Le major Daniel Imboden, membre de la Direction et Chef du Département du personnel, et Lukas Flückiger, Directeur de l’Aide aux réfugiés, expliquent les chances et les défis que représente ce mélange de spiritualités au sein d’une organisation ouvertement chrétienne.

 

Dans une organisation chrétienne comme l’Armée du Salut, quelle est l’importance de la foi des collaborateurs ?

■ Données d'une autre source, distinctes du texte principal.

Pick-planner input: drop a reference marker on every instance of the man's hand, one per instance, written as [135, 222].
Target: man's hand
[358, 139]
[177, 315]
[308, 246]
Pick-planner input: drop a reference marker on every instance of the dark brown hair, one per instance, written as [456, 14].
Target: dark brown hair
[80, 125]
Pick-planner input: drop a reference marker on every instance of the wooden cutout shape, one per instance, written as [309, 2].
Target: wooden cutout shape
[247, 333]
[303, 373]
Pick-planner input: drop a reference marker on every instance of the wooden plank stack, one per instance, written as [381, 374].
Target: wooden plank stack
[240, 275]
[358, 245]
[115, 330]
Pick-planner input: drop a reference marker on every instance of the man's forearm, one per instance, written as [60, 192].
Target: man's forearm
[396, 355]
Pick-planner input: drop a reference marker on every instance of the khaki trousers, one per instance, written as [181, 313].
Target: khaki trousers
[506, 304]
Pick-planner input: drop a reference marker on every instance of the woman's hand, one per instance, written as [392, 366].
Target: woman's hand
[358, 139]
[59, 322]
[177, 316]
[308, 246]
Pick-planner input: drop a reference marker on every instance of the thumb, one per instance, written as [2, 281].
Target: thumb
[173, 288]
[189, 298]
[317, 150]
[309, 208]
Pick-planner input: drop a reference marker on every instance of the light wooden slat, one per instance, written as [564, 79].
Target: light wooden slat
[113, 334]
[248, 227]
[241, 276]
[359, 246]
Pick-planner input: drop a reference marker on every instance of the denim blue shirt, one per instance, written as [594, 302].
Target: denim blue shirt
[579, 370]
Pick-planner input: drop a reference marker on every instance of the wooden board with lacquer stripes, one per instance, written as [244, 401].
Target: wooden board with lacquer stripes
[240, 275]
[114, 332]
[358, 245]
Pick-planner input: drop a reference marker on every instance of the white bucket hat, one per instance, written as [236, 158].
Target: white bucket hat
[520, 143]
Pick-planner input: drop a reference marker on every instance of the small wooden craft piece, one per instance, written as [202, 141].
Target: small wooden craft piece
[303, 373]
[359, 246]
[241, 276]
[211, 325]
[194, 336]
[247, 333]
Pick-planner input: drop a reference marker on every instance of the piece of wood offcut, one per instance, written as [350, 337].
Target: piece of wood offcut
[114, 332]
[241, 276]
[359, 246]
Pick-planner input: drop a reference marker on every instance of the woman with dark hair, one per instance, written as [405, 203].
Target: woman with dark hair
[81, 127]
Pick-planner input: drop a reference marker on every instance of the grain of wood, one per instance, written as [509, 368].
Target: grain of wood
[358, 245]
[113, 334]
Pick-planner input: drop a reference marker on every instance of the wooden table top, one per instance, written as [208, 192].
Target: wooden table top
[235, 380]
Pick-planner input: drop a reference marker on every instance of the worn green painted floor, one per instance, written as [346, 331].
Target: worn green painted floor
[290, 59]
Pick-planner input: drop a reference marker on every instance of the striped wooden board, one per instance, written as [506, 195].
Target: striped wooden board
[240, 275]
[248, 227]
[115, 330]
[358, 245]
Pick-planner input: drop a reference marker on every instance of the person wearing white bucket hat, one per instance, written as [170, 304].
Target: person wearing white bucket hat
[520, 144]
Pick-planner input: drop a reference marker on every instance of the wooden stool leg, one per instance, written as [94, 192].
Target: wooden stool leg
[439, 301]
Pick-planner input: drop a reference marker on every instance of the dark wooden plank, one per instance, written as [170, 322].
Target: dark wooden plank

Major Daniel Imboden : Cela dépend de la forme de collaboration dont nous parlons. Lorsque quelqu’un se présente pour un poste, nous regardons s’il a les compétences appropriées et la motivation nécessaire. Là, ce n’est pas premièrement une question de religion. Mais pour certains postes, la foi est une composante essentielle du profil d’exigences ou au moins l'identification aux valeurs de l’Armée du Salut que sont la dignité, l’espérance, la liberté, l’amour du prochain, la justice, la responsabilité et la réconciliation. On ne pourrait pas imaginer qu’un officier ou qu’un membre de la Direction ne soit pas chrétien. Par contre, pour un chauffeur de brocki.ch, ce n’est pas l’essentiel.

Lukas Flückiger : À l’Aide aux réfugiés nous avons une compréhension professionnelle sociale, où la neutralité religieuse est un principe important. Selon le contrat de prestations, les collaborateurs doivent pouvoir être neutres vis-à-vis de nos clients. Chez nous, je dirais que trois groupes sont principalement représentés : des collaborateurs pour qui la religion n’est pas importante, des chrétiens et des musulmans.

 

Mais tous les collaborateurs savent qu’ils travaillent pour une organisation chrétienne ?

Daniel : Oui, normalement la Charte et les valeurs sont présentées lors des entretiens d’embauche, sinon la question se posera forcément dans le travail quotidien. D’ailleurs, certains recherchent précisément à venir dans une organisation qui met en pratique les valeurs chrétiennes. D’autres pensent que ce n’est pas important et souhaitent juste avoir une bonne place de travail.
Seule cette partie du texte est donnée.